A thirty-four-year-old cancer patient had died on the ward three hours earlier but Somers wasn’t thinking about him, wasn’t thinking about the patient’s grieving relatives or the student doctor who had cried when she glimpsed the mother collapsing in tears in the car park just after lunch. He was thinking about the box of Wolf Blass Chardonnay he was going to finish that night and the range of microwaveable ready-meals stacked in his fridge. What did he feel like for dinner? A curry? Fish pie? Nowadays — and he would happily admit this to anyone who asked, even to colleagues who felt quite differently about things — the deaths on the ward just seemed to blend into one another. You forgot who was who, who had suffered from what, which family member went with which patient. Maybe he was just sick of the job. Maybe Calvin Somers was finally sick of the sick.
He was about to cross the main road towards the Heath when he heard a noise behind him in the north-west car park and turned to find a man stepping out of a dark blue C–Class Mercedes with blacked-out windows. For a brief moment, Somers considered breaking into a run, because panic had surged inside his chest like an electric charge. But to run was a stupid idea. You didn’t run from a man like Alexander Grek. Grek could find you. Grek knew where you lived. The best thing, Somers decided, would be to do what he always did when it came to moments of uncertainty. He would become confrontational.
‘Are you following me?’
‘Mr Somers?’
‘You know who I am. Why are you here? Why have you come to my place of work? I thought our business was concluded. You assured me that our business was conclu-’

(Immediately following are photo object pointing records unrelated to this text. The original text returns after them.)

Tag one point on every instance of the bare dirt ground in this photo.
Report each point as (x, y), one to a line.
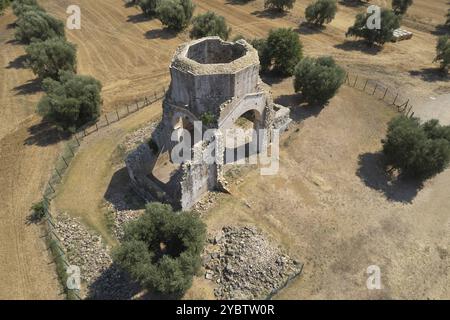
(130, 55)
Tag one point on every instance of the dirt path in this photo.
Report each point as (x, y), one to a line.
(26, 271)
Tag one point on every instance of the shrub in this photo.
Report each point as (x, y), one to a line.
(161, 250)
(320, 12)
(419, 151)
(210, 24)
(318, 79)
(279, 5)
(21, 6)
(280, 52)
(390, 22)
(175, 14)
(443, 52)
(71, 102)
(38, 25)
(47, 58)
(401, 6)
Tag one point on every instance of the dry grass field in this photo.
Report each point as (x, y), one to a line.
(325, 213)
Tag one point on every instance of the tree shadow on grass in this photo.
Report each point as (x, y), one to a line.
(138, 18)
(300, 110)
(359, 45)
(45, 134)
(430, 74)
(29, 87)
(18, 63)
(373, 173)
(120, 194)
(164, 33)
(269, 13)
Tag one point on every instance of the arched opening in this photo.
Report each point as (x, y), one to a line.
(241, 139)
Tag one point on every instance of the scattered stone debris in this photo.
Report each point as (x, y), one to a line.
(246, 265)
(84, 249)
(103, 279)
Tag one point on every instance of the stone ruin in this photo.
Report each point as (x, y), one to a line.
(212, 81)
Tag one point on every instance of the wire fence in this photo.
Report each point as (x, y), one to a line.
(53, 242)
(382, 92)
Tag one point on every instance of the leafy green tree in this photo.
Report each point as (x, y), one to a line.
(279, 5)
(281, 51)
(38, 25)
(47, 58)
(401, 6)
(210, 24)
(321, 11)
(71, 102)
(389, 23)
(161, 250)
(319, 79)
(175, 14)
(21, 6)
(443, 52)
(418, 150)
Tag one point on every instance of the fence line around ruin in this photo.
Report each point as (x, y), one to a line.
(63, 161)
(382, 92)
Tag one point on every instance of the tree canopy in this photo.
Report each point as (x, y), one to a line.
(161, 249)
(319, 79)
(175, 14)
(47, 58)
(389, 22)
(280, 52)
(38, 25)
(72, 101)
(321, 11)
(210, 24)
(418, 150)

Grek interrupted him. ‘Please stop walking, Mr Somers.’ He had a deep voice, almost baritone in texture, with a certain music in it, a certain appalling charm. He was wearing a dark grey suit and a crisp white shirt with button-down collars and a navy tie.
‘I wonder if I might join you on your walk?’ he said. Grek spoke a precise, formal English, but it was a coat of varnish on an utter ruthlessness. ‘You are walking home, are you not? This is the route that you always take?’
Somers felt the panic again, the charge in his chest, and knew that he had been rumbled. Why else had Grek come for him? They must have found out about the academic and Charlotte Berg. Why had he been so greedy? The FSB had paid him twenty grand for the Crane story, for the tale of Douglas Henderson and St Mary’s Hospital. There had been one condition to that transaction: that he never again speak to anyone about Edward Anthony Crane. But since then he’d been paid twice for the same information; he just hadn’t been able to help himself. And now Alexander Grek had come to find out why.
‘You’ve been following me,’ he said, but his voice betrayed him, stuttering twice on the word ‘following’.
‘No, no,’ Grek replied, smiling like an old friend. ‘We just have two more questions that we would like you to answer.’ He held up his fingers, splayed like a V for Victory. ‘Two.’
Somers unzipped the fleece. He was suddenly very hot.
‘Why don’t we walk as we talk?’ the Russian suggested, and Somers agreed, not least because he did not want to be seen with Grek by other members of staff. They turned towards the main road, crossed it and joined a narrow, overgrown path into the woods. They were obliged to walk in single file and Somers moved quickly, desperate to reach the open ground of a field. Grek was no more than three metres behind him at any point, but barely made a sound as his five-hundred-dollar loafers caressed the damp path.
‘So what was it you wanted?’ Somers asked, carrying the fleece now because the vest beneath his uniform was soaked with sweat.
Grek came to a halt. They were still on the path, bent trees and summer grasses hemming them in on all sides. Somers had to stop and turn around, pale sunlight filtering through the branches.
‘I wanted to ask you about Waldemar.’
At first, Somers didn’t understand what Grek was asking, because the Russian had pronounced the name of the Polish janitor at St Mary’s with a Slavic expertise that stripped ‘Waldemar’ of recognizable consonants. Then he put two and two together and decided to stall.